The writing I do is usually positive, in the sense that whether I'm researching or turning inward for material, I'm hoping to find something new to offer my reader. Writing the list was, in the best possible sense, more like the self-appointed task of Frankenstein. I was working with the discarded, incomplete remains of a corpse. I needed to stitch the most usable fragments together -- never mind if the seams showed, this was never meant to pass for human anyway; it just needed to walk and breathe and speak a little. Could I get the blood flowing through the disjointed pieces, or had they been cold too long?
 
I can think of worse analogies for describing the pivotal piece of a Halloween baby magazine.
 
I don't remember doing much in the way of rearranging. Of course I had to mention the questions we hear the most early on; and there were a few items that had to go together and in a particular order. Other than that, the only really important issue was coming up with an ending that felt like an ending.
 
That was tough. Every other item on the list could just be itself. But the last one had to really read like the end of the conversation.
 
That last item is one that has actually showed some drift. Several blogs that reprinted the list otherwise accurately rephrased it, and only one acknowledged with square brackets that a change had been made.
 
It's a rude ending. But the whole list is rude, in the sense that it's completely inappropriate for polite conversation.
 
Several civilian readers, and I think a few homeschoolers, too, objected to that last item because it sounded as if I were saying that anyone who disagreed with me should just stop talking. That could only be the case if you accept the idea that the list is really me talking. As humor, that last bit is pretty much the only thing that works for the end of a bitter homeschooler's wish list.
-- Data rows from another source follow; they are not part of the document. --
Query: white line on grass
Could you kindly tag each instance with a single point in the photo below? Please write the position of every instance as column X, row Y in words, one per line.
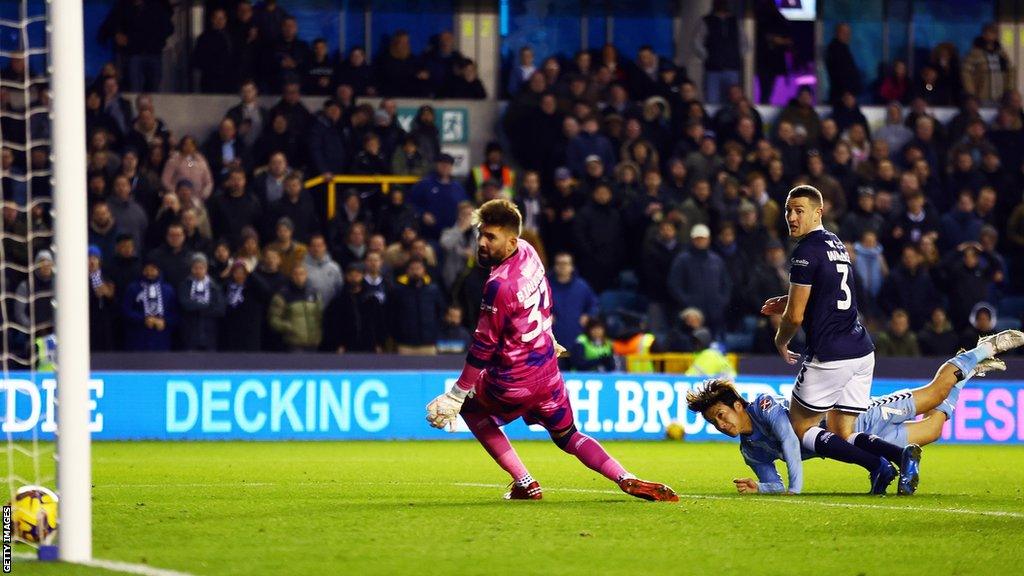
column 773, row 499
column 115, row 566
column 779, row 499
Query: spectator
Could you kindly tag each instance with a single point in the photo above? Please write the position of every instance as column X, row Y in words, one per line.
column 982, row 323
column 962, row 224
column 328, row 152
column 224, row 151
column 292, row 252
column 844, row 76
column 399, row 72
column 297, row 314
column 354, row 321
column 102, row 310
column 297, row 206
column 465, row 84
column 937, row 337
column 573, row 303
column 459, row 244
column 130, row 217
column 321, row 70
column 172, row 257
column 139, row 30
column 454, row 337
column 720, row 43
column 271, row 282
column 436, row 198
column 589, row 142
column 281, row 138
column 186, row 163
column 324, row 274
column 658, row 252
column 102, row 229
column 250, row 118
column 910, row 288
column 698, row 278
column 896, row 85
column 591, row 351
column 214, row 56
column 125, row 266
column 598, row 233
column 773, row 40
column 417, row 309
column 967, row 278
column 521, row 72
column 235, row 207
column 34, row 299
column 269, row 187
column 151, row 311
column 202, row 307
column 355, row 72
column 245, row 302
column 289, row 53
column 290, row 106
column 988, row 73
column 408, row 160
column 898, row 339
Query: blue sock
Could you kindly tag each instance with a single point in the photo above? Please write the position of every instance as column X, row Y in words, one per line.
column 949, row 404
column 827, row 445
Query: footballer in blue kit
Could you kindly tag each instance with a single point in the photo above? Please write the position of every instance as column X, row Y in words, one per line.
column 835, row 378
column 766, row 435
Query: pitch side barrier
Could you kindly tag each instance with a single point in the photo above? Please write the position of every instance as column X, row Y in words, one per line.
column 389, row 405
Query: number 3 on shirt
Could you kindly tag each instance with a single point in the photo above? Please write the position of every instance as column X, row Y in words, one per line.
column 847, row 297
column 537, row 302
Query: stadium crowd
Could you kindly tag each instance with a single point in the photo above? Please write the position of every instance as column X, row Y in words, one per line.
column 663, row 223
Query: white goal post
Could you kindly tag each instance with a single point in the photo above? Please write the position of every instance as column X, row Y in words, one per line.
column 73, row 450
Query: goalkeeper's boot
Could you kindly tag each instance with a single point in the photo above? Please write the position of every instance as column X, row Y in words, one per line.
column 909, row 470
column 988, row 365
column 529, row 492
column 883, row 477
column 1003, row 341
column 647, row 490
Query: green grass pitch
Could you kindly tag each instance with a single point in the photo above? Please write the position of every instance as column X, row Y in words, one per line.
column 435, row 507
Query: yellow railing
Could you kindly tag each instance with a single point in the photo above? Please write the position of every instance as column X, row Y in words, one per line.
column 332, row 201
column 669, row 363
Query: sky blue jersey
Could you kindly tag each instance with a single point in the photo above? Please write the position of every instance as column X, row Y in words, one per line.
column 772, row 440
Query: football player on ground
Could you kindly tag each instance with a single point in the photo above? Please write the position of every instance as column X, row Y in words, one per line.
column 836, row 377
column 765, row 434
column 511, row 369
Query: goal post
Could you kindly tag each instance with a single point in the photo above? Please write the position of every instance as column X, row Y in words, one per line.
column 73, row 442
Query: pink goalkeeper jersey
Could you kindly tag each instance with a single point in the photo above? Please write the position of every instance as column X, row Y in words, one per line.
column 513, row 340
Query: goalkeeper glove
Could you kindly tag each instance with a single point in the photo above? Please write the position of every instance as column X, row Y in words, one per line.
column 443, row 410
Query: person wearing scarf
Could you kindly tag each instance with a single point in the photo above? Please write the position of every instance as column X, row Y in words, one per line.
column 151, row 312
column 202, row 306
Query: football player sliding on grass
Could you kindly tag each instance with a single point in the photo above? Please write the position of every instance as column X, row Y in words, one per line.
column 511, row 369
column 766, row 436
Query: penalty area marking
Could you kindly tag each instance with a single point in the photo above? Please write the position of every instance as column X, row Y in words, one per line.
column 115, row 566
column 781, row 500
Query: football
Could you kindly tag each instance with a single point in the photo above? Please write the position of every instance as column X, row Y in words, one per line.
column 674, row 430
column 34, row 517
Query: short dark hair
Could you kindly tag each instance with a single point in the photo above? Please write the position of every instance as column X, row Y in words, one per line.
column 502, row 213
column 808, row 192
column 711, row 393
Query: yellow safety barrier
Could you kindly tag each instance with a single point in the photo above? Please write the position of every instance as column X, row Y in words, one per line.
column 384, row 181
column 669, row 363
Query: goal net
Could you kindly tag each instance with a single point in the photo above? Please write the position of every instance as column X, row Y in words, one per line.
column 43, row 265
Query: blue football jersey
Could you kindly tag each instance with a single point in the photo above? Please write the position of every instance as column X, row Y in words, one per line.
column 772, row 440
column 830, row 323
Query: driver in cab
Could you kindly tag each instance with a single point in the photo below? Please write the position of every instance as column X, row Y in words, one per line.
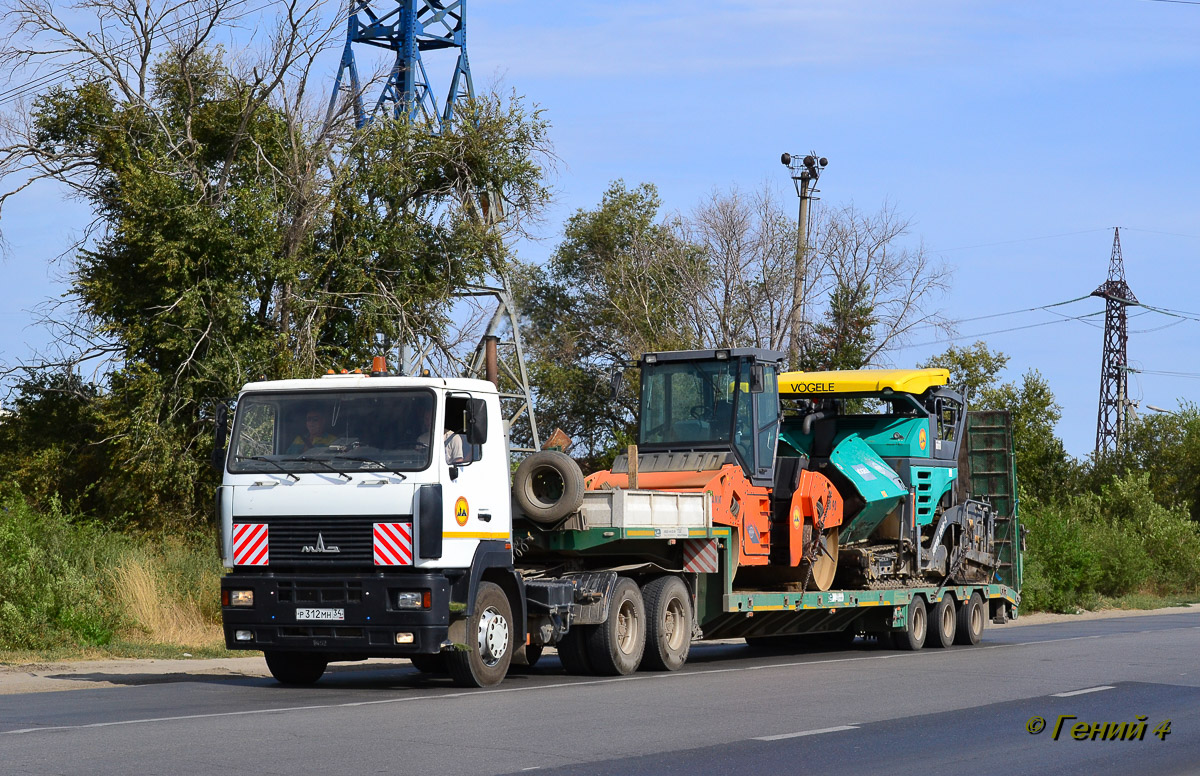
column 316, row 433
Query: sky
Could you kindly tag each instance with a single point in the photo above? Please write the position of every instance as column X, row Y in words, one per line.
column 1014, row 136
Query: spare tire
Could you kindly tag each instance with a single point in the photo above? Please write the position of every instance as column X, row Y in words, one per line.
column 547, row 486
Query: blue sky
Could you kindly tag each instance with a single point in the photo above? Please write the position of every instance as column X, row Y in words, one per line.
column 989, row 125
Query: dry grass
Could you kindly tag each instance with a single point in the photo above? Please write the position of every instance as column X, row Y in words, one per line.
column 156, row 613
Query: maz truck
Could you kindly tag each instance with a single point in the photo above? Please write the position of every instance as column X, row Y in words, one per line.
column 373, row 515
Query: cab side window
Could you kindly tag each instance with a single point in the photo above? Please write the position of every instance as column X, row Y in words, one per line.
column 459, row 451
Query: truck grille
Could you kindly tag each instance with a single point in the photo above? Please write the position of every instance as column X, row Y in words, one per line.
column 351, row 535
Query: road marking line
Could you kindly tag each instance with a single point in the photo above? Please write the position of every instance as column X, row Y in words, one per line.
column 802, row 733
column 475, row 693
column 1080, row 692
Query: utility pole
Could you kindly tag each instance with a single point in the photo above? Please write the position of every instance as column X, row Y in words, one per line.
column 805, row 172
column 1113, row 419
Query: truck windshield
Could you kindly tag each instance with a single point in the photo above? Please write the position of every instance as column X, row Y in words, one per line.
column 341, row 431
column 688, row 403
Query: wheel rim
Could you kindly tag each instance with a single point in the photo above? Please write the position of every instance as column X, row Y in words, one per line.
column 546, row 486
column 825, row 564
column 673, row 625
column 493, row 636
column 628, row 627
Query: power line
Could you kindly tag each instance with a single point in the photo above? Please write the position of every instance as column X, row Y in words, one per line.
column 1001, row 331
column 1171, row 234
column 1191, row 376
column 1049, row 236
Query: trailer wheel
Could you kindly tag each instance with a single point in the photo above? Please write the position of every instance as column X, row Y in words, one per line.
column 943, row 623
column 486, row 659
column 970, row 621
column 667, row 624
column 912, row 637
column 433, row 665
column 292, row 668
column 616, row 645
column 547, row 486
column 573, row 650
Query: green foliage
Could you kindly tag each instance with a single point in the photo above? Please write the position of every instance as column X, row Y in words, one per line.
column 1167, row 446
column 1060, row 566
column 61, row 585
column 845, row 338
column 1043, row 467
column 609, row 293
column 975, row 368
column 1115, row 542
column 53, row 588
column 237, row 242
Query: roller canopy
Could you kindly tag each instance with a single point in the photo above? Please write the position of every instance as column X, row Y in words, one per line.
column 861, row 382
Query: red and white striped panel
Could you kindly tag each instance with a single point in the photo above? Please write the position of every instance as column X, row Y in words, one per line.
column 700, row 555
column 250, row 545
column 393, row 543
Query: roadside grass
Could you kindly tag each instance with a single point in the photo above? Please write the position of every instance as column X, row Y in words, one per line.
column 1144, row 601
column 71, row 589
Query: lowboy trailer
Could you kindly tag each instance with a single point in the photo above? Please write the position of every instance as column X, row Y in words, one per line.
column 399, row 533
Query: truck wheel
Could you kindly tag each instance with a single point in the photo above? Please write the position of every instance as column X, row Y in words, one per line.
column 616, row 645
column 573, row 650
column 913, row 636
column 942, row 623
column 667, row 624
column 970, row 621
column 486, row 659
column 292, row 668
column 547, row 486
column 433, row 665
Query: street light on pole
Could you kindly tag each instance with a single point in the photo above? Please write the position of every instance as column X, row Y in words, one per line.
column 805, row 172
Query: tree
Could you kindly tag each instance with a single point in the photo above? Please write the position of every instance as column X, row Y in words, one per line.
column 238, row 236
column 844, row 340
column 1043, row 467
column 975, row 368
column 863, row 256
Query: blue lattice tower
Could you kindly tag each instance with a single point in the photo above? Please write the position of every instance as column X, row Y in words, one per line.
column 1111, row 422
column 407, row 28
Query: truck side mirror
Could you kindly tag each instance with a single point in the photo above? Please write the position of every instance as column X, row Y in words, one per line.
column 220, row 433
column 477, row 421
column 757, row 378
column 616, row 380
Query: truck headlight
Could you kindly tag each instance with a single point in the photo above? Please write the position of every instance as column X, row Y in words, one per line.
column 409, row 600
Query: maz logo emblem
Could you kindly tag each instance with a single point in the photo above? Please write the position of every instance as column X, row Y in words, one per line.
column 319, row 547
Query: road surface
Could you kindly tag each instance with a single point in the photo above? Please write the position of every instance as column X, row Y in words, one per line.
column 961, row 711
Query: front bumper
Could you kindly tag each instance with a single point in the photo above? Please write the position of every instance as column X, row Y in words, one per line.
column 369, row 601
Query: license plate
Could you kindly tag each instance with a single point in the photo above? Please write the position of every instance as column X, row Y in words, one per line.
column 321, row 614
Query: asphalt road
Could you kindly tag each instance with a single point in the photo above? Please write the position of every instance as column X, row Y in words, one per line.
column 731, row 710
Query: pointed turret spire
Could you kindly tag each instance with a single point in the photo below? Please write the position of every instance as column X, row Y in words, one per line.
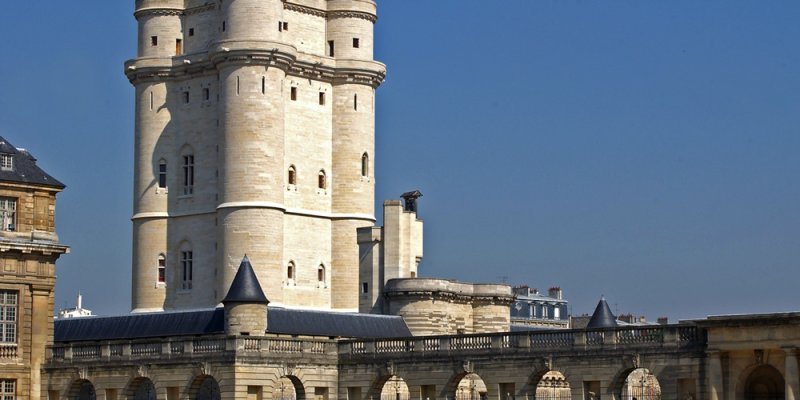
column 245, row 287
column 602, row 317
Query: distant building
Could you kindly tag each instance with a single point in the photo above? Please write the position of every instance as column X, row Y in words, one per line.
column 75, row 312
column 29, row 249
column 532, row 310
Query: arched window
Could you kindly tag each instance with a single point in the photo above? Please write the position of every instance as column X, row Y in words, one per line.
column 290, row 271
column 322, row 182
column 188, row 174
column 365, row 165
column 162, row 269
column 321, row 274
column 187, row 267
column 292, row 175
column 162, row 174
My alternatives were just stopping with a last item that didn't close the piece, or going all soft sister and writing something that a reasonable human being might utter. Either way, the piece would be seriously flawed.
 
Endings are hard. Every writer struggles with them. Some think that beginnings are more difficult, but I've always found shutting up trickier than starting to talk.
 
Maybe you noticed?

3 comments:

drkodos said...

Don't waste time defending..... Makes you look weaker.

DM said...
This comment has been removed by the author.
Anonymous said...

I loved #25, but then I have a somewhat sarcastic sense of humor. One of my favorite one-liners is "As my dear mother taught me, if you can't say something nice, then shut the H*** up." You see the resemblance -- hey you remind me of me! Oh, sorry, that might be offensive ... um, okay that was a joke. Did you ever watch "True Grit?" BTW, I love your mag.